Problems with distributed systems
The design approach of distributed systems is by no means a silver-bullet and introduces new problems or magnifies existing ones. I am going to discuss some higher level problems and leave out the low level issues, such as transportation issues (package loss, network latency), to focus on the stack of a typical software engineer.
Complexity in design
As such systems consist of many endpoints, we have new challenges to worry about.
A broader set of skills
Bringing a distributed system to life requires extensive skills within the development team, as well as the operational team. Adding new dependencies to single services also needs a distributed understanding of the components involved, to keep the system vital and to be able to respond to requests in a reasonable time.
Testing
Before you ship a system it needs to be tested. Testing does not stop with a single service, but is done for the complete environment, which becomes challenging when you need to ensure the consistency of the environment for manual and automated testing. Differences between staging systems and live systems, such as different framework versions, can also be a problem.
A pragmatic approach in the long run is to incorporate monitoring to easily spot anomalies in the flow of operations, as bugs can have amplified repercussions on the system.
Rollout
The rollout of such a dynamic environment should be done by a fully automated deployment process, leaving as little room as possible for manual faults.
Operating overhead
Splitting a monolith into multiple processes may start with a certain number of service instances. When applying a failover protection or load balancing and messaging, it becomes a really challenging task to keep such a system running, as the number of instances can easily increase.
Tracing
In a distributed system, one can not simply solve an issue by inspecting a process. You will have multiple places for log files that need a correlative identifier to track down a request and its problems.
There are many solutions out there to help you to manage and centralize logging.
Contracts
To ensure valid communication between two services, you need a contract for a message format and a basic understanding of it. Any one-sided change to this contract will result in a break, therefore we need a coordinated way of releasing it.

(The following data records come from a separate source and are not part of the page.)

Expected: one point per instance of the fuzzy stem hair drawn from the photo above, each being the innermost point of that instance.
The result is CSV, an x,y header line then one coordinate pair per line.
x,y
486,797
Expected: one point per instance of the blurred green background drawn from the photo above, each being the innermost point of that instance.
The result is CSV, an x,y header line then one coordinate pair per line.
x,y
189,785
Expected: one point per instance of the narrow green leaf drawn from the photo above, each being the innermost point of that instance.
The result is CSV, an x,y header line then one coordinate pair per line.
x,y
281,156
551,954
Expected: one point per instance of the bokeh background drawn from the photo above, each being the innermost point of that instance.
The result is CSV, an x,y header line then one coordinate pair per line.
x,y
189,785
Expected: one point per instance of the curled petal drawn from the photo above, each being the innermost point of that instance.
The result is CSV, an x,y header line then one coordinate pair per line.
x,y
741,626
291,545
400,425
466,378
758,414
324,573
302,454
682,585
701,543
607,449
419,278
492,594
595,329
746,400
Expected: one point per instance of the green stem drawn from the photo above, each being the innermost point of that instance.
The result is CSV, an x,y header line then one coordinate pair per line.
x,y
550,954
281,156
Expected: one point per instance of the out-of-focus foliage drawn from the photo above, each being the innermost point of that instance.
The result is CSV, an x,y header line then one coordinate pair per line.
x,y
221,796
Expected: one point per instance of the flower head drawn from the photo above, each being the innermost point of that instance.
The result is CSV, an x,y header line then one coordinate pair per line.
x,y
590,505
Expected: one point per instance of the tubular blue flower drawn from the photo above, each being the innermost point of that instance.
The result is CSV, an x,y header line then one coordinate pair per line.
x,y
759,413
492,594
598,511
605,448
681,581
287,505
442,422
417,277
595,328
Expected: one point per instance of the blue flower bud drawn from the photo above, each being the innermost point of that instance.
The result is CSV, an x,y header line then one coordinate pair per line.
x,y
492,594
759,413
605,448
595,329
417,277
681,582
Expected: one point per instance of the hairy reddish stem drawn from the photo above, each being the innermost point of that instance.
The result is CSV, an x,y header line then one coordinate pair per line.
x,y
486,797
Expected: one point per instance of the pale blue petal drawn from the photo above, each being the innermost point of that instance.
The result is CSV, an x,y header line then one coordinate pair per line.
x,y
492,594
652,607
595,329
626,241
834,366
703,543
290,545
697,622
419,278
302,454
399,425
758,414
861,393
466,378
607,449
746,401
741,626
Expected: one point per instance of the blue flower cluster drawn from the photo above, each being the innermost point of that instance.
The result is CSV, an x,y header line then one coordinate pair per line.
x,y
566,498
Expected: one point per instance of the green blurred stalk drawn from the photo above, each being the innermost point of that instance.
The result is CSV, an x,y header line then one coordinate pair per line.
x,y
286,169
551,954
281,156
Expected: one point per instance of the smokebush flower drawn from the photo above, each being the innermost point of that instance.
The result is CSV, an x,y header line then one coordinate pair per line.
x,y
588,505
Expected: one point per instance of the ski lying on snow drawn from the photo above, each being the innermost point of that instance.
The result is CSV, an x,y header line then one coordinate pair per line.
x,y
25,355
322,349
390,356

A basic solution to this problem is the introduction of versions to the messages, which is basically a method to introduce backward compatibility to the system. As we all know, business sometimes calls for partial rollouts that render components out of sync and "versions" are no longer the magic bullet in such a case.
Issues at runtime
We might come across many issues while running our system that we need to learn from their huddles and perfect our system. Here are some of the problems we might face:
(Un)atomicity of operations
An operation in a distributed system is by no means guaranteed to be atomic, as it might be split into several subtasks that can be executed in parallel or sequentially across service borders.
This calls for a certain mechanism of distributed transactions, to revoke preceding actions when an essential subtask failed. This can also be achieved by queuing entities in a staged pool and releasing them to the live system when all the operations are successfully applied, or otherwise invalidate the changes.
A shared register
When multiple components share the same entity, such as credentials, there is a need to synchronize the register to have the same data available in multiple processes and to minimize hard faults, which fall back to a common database. Another issue originates in the asynchronous behavior of such systems, making it vulnerable to lost updates, which happens when component A and component B are updating the same entity.
If the components do not have a shared register but rather solve this issue by implementing synchronization, there is a need to introduce a notification upon changes.
Performance
Besides the performance of a single service, there's a natural overhead in the communication when you have to marshal the request and response instead of just working on a reference in the same process.
It is important to not base this process on blindfolded guessing when trying to resolve a bottleneck, which is wrong most of the time. It's better to base it on investigation even if it is hard to apply in a distributed system.
Methods for inspecting performance is covered in Chapter 4, Analyzing and Tuning a Distributed System.